James Poniewozik of TIME wrote, "It was one of the most amazing scenes you're likely to see on TV all year, and yet the episode wasn't quite done. As Marty peeled off from the crime scene, there was another shift in perspective, an overhead shot that pulled revealed a full-on police assault, a helicopter wheeling into position below us. It was as if we had dived into some murky, surreal deep sea with Cohle, and we were now rising up, up, back to the surface, where finally, we could breathe again." Kenny Herzog of Vulture gave the episode a 4 star rating out of 5 and wrote, "All of which brings us to True Detectives halfway point, and the fair task of figuring out just what it is we know: A prostitute is dead, some kind of Satanic cult with a spiral tattoo as calling card is sacrificing myriad victims, massive meth cooker Reggie Ledoux is not entirely uninvolved, and Hart and Cohle are two typically damaged detectives rooming together in 1995 and feeding each other's obsessions as the improbable end result of stupidity and circumstance. Oh, and that Hart has whiskey dick." Tony Sokol of Den of Geek gave the episode a 4 star rating out of 5 and wrote, "Matthew McConaughey cuts loose on Cohle in the projects, or whatever the projects are called in Louisiana. I was so confused I'd almost ask Det. Maynard Gilbough and Detective Shinn what was going on? Why did he keep punching the guy who brought him there? Who did he shoot to get out of there? That was probably my bad. Did they say 'my bad' yet in the early nineties? Buy me a drink and I'll tell you."

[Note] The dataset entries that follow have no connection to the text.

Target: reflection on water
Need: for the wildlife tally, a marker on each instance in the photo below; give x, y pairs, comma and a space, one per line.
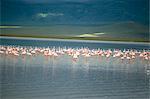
41, 77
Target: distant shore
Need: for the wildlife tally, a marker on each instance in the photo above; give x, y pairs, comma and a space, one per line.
73, 40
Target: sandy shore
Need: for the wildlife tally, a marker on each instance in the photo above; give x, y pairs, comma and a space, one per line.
72, 40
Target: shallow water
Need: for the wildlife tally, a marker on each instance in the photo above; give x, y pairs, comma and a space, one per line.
40, 77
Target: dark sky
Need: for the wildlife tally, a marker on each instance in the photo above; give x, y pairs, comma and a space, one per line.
49, 12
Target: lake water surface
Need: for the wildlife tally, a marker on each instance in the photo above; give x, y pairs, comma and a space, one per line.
41, 77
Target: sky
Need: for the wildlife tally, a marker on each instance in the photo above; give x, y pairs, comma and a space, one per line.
49, 12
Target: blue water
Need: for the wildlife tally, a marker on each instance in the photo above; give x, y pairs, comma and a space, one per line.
41, 77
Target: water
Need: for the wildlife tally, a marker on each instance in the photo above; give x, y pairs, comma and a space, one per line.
41, 77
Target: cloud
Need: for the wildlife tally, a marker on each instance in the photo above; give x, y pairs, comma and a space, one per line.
44, 15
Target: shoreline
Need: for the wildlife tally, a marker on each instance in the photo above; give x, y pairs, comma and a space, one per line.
74, 40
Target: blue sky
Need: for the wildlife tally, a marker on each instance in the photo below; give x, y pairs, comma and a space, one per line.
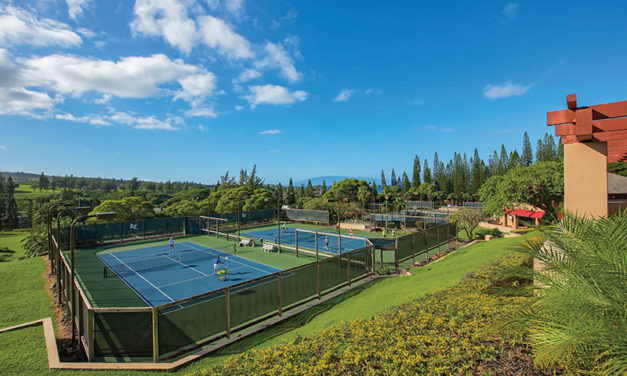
186, 90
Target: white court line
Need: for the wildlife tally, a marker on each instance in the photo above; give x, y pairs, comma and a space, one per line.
185, 265
142, 277
241, 263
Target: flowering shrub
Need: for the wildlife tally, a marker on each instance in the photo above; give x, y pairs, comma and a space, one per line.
447, 333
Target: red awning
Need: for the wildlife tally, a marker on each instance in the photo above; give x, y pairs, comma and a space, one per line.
525, 213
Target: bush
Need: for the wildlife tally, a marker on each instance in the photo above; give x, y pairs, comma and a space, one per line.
481, 232
447, 333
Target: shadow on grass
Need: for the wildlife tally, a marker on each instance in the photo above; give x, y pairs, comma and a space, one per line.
290, 324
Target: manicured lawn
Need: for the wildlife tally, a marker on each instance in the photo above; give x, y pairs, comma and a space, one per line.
362, 302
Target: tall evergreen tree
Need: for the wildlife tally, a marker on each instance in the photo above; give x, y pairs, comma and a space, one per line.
503, 160
415, 177
405, 184
291, 194
527, 153
11, 208
309, 192
427, 173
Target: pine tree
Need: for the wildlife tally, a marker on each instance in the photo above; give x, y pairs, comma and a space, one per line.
415, 178
11, 204
405, 184
291, 194
309, 191
527, 153
427, 173
503, 160
540, 153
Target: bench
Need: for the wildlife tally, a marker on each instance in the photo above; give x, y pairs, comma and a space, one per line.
267, 247
246, 242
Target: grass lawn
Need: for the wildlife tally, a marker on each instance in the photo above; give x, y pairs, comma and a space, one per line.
362, 302
26, 191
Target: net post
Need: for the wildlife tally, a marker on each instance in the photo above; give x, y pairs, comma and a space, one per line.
296, 240
348, 267
396, 255
90, 335
316, 246
278, 286
155, 335
227, 302
318, 279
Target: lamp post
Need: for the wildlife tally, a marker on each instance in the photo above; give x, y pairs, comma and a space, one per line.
81, 209
106, 215
49, 222
239, 203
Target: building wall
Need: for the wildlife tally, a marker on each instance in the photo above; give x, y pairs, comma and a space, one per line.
585, 178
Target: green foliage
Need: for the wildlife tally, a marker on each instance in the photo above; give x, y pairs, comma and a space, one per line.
577, 318
540, 185
447, 333
127, 209
467, 219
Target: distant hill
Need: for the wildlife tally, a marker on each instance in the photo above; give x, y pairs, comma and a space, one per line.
332, 179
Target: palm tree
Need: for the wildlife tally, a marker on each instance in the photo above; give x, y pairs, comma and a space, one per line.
578, 317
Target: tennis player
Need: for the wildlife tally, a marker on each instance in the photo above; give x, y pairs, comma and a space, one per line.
216, 264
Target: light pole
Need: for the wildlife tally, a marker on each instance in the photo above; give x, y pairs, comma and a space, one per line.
49, 222
106, 215
81, 209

Matt Richenthal of TV Fanatic gave the episode a 4.1 star rating out of 5 and wrote, "Overall, one of the best aspects of True Detective is that I have no clue where it's going to end up. We didn't spend much time in 2012 this week, but we know a new serial killer is on the loose. Or that the old one was never actually found. And we know Marty and Rust had a major falling out." Shane Ryan of Paste gave the episode a 9.8 out of 10 and wrote, "Cary Joji Fukunaga. I wanted to lead with that name, because when we talk about True Detective, we don't say it enough. We say 'Matthew McConaughey' and we say 'Woody Harrelson' and we say 'Nic Pizzolatto', and we're not wrong. In fact, we're really, really right. But we've been looking at three sides of a square and mistaking it for a triangle. We've seen the unity, the duality and the trinity, and maybe that was the most we could hope to consider in three episodes. Because, really, who's ever heard of a quaternity? Who looks at a dense forest full of massive trunks and crawling vines and leafy canopies, and says, 'man, that soil must be fertile as hell'? Who watches great actors enlivened by great writing and wastes a thought on the director? Not us. Not yet."

===Accolades===
For the episode, Cary Joji Fukunaga won Outstanding Directing for a Drama Series at the 66th Primetime Emmy Awards.

TVLine named Woody Harrelson the "Performer of the Week" for the week of February 9, 2014, for his performance in the episode. The site wrote, "In the wake of an episode that ends with a nail-biting, completely bananas shootout/hostage situation/nighttime escape — captured with an epic, six-minute tracking shot — we still can't shake the equally stirring but far quieter work of Woody Harrelson as a deeply flawed husband coming to grips with the sudden but inevitable collapse of his marriage."